Jake Jamie, 25, a UK-based vlogger who has just been signed by L’Oreal, has made it his mission to de-gender makeup, launching a #makeupisgenderless campaign last April. “One day future generations can grow up in a world where makeup can be enjoyed by all sexes without question or judgment,” he says. Ball thinks it’s already happening: “The world we live in now is much more accepting of individuality, people are now encouraged to be whoever they want to be, and that’s really positive.”

Simondac says: “Men are wearing makeup now because of the digital age. You can connect with someone else online and feel normal.”

This shift comes at a time when gender fluidity, particularly among millennials, is picking up steam; gender norms are being cast off and the idea that blokes should be blokes is being rejected. Big names, from Orange is the New Black's Ruby Rose to The Hunger Games' Amandla Stenberg, have talked openly about their gender fluidity.

Fashion has long played with gender boundaries, and the recent rise of androgyny, and now unisex, are just the most recent iterations of a long tradition. Recent designs by JW Anderson, Demna Gvasali and Shayne Oliver have all prodded the bounds of gender. Think back to when David Beckham rocked a Jean-Paul Gaultier sarong in 1998 – controversy was well and truly stirred.

Now we’re starting to see men in skirts as no big deal, or at least much less of a big deal, with the likes of Jaden Smith’s skirted appearance in Louis Vuitton’s “womenswear” campaign last year (though to preface “wear” with “women” at all starts to feel archaic in the face of Smith’s devil-may-care attitude to gender). It might still cause a ruckus if Frank Lampard stepped out in a dress, but the tectonics are certainly shifting.

We have not arrived at this point, where men are CoverGirls, overnight – men’s relationship with makeup has been recast for decades. In the noughties particularly, makeup, or rather “man makeup”, moved further towards the mainstream and away from glam rockers. This was the era of the metrosexual – a word first used in print by journalist Mark Simpson in 1994 (though it wasn’t until a 2002 essay naming Beckham as its figurehead that it took off around the world). It was the era of manscaping and boysturiser.

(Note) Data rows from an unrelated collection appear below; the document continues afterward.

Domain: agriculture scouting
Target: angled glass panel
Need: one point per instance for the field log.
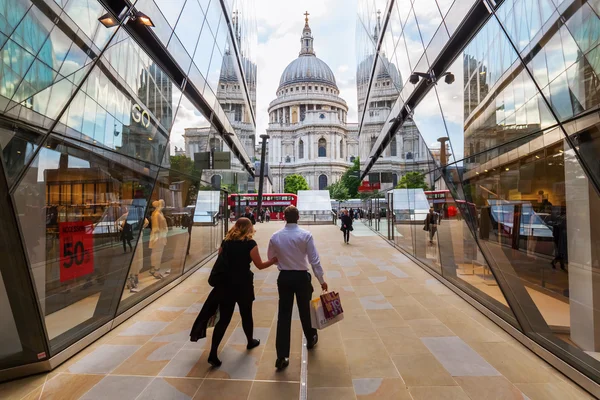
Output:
(69, 202)
(530, 205)
(85, 14)
(414, 43)
(456, 14)
(204, 51)
(164, 14)
(440, 39)
(187, 142)
(460, 256)
(170, 9)
(22, 336)
(18, 147)
(189, 25)
(11, 14)
(32, 31)
(166, 225)
(432, 128)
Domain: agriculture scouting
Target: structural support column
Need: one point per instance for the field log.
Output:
(583, 245)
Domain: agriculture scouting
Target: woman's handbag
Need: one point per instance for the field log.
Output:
(218, 274)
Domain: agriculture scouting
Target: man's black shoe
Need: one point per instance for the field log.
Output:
(313, 342)
(282, 363)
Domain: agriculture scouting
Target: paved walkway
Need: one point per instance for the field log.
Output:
(404, 336)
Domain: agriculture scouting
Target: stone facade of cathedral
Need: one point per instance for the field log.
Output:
(308, 131)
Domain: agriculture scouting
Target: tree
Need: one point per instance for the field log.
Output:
(231, 188)
(351, 179)
(413, 180)
(371, 195)
(293, 183)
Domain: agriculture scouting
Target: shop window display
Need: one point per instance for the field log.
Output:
(71, 204)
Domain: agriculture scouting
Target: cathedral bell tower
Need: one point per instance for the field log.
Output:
(306, 40)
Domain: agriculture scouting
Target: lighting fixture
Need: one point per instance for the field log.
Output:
(108, 20)
(143, 18)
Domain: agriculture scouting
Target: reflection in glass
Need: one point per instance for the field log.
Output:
(69, 203)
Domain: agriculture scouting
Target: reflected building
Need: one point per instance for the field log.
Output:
(406, 151)
(517, 179)
(104, 208)
(232, 97)
(309, 134)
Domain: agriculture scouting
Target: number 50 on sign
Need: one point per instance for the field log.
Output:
(76, 249)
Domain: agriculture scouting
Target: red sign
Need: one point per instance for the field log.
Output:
(76, 249)
(366, 186)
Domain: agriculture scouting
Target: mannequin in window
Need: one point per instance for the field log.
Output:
(126, 230)
(158, 237)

A 2005 headline ran: “Blair’s makeup bill tops £1800”, referring to the former prime minister. In 2008 UK high street beauty giant Superdrug launched its Taxi Man range, complete with guyliner and manscara. In 2013 it went high fashion, with Tom Ford and Marc Jacobs launching male cosmetics ranges.

But what we are now seeing is something else – something post-metrosexual: “man makeup” is losing its appendage; it’s just makeup. Which is why people identifying as men are becoming the faces of Rimmel and Maybelline to sell mascaras and concealers.

Zamora thinks the fashion for men fronting makeup campaigns is here to stay. But, he says, the dialogue will change: “Headlines will be more about who is the new face for a brand as opposed to what gender is the new face for it – the gender stigma will go away and makeup will be a normal to all men and women.”